Even so, making a point of setting up a designated driver conveys to your friends that drunk driving is too risky and perhaps influences them to feel the same. Similarly, wearing a mask and being clear that you are taking other appropriate precautions also sends a message to the people around you that there is an unacceptable level of risk with unprotected exposure and you are taking steps to reduce those risks. Hopefully, they take that into account in their own mental math—and then perhaps influence others as well. The idea of herd immunity doesn’t only apply to antibodies—it also applies to behavioral influence.

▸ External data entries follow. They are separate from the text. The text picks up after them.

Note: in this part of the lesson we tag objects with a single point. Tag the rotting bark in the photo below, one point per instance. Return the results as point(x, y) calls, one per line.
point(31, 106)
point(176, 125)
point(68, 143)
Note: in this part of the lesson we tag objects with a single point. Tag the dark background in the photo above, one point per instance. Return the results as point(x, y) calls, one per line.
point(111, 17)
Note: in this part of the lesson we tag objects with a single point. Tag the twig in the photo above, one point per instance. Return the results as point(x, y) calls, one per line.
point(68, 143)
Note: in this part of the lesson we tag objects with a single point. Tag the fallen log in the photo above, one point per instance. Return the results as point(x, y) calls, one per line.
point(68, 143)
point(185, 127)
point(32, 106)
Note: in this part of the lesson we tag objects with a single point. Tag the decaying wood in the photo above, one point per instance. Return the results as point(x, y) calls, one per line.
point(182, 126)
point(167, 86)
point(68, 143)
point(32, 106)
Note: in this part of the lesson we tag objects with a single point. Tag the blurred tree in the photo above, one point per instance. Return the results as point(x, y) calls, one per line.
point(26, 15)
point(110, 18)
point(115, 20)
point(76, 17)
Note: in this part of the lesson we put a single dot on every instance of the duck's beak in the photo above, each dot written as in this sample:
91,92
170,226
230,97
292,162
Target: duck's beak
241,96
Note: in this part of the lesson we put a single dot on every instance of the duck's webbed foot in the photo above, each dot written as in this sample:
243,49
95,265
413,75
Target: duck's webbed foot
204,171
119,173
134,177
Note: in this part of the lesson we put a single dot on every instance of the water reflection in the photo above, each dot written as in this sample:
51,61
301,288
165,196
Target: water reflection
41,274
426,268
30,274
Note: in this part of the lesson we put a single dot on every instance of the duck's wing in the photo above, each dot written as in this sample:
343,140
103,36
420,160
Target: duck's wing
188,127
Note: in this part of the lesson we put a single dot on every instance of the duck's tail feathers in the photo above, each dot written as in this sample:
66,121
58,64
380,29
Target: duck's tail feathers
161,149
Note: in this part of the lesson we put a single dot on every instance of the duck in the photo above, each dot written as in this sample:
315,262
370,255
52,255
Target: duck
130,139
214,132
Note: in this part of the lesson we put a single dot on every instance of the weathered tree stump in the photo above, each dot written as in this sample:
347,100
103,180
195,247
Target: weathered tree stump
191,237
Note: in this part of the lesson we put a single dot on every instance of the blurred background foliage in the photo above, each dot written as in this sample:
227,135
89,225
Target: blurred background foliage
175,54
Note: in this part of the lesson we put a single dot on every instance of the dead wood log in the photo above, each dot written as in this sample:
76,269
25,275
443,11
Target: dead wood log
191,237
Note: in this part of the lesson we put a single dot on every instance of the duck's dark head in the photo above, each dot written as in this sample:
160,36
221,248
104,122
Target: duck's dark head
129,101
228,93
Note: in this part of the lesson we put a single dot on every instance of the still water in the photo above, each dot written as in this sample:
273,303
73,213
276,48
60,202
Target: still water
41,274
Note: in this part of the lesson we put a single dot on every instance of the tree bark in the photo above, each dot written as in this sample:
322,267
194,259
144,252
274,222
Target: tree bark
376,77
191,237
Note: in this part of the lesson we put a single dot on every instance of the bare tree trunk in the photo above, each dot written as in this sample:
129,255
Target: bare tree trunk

Masks as Social Responsibility
Wearing a mask, as well as practicing various other risk-reduction habits, is not just about reducing one’s own chances of contracting coronavirus. There is also the matter of spreading it to others that one comes in contact with who may be more vulnerable—loved ones and strangers alike. But let’s not forget the influence we have on the behavior of others by the example that we set—are we normalizing riskier or safer behavior?
Nobody wants another lockdown, but to avoid one, we need to take the risk seriously. Wearing a mask and avoiding crowded situations is a small sacrifice for a much greater good—keeping people healthy and employed. This pandemic has made it clear that, as a society, we are all in this together and we all have our part to play.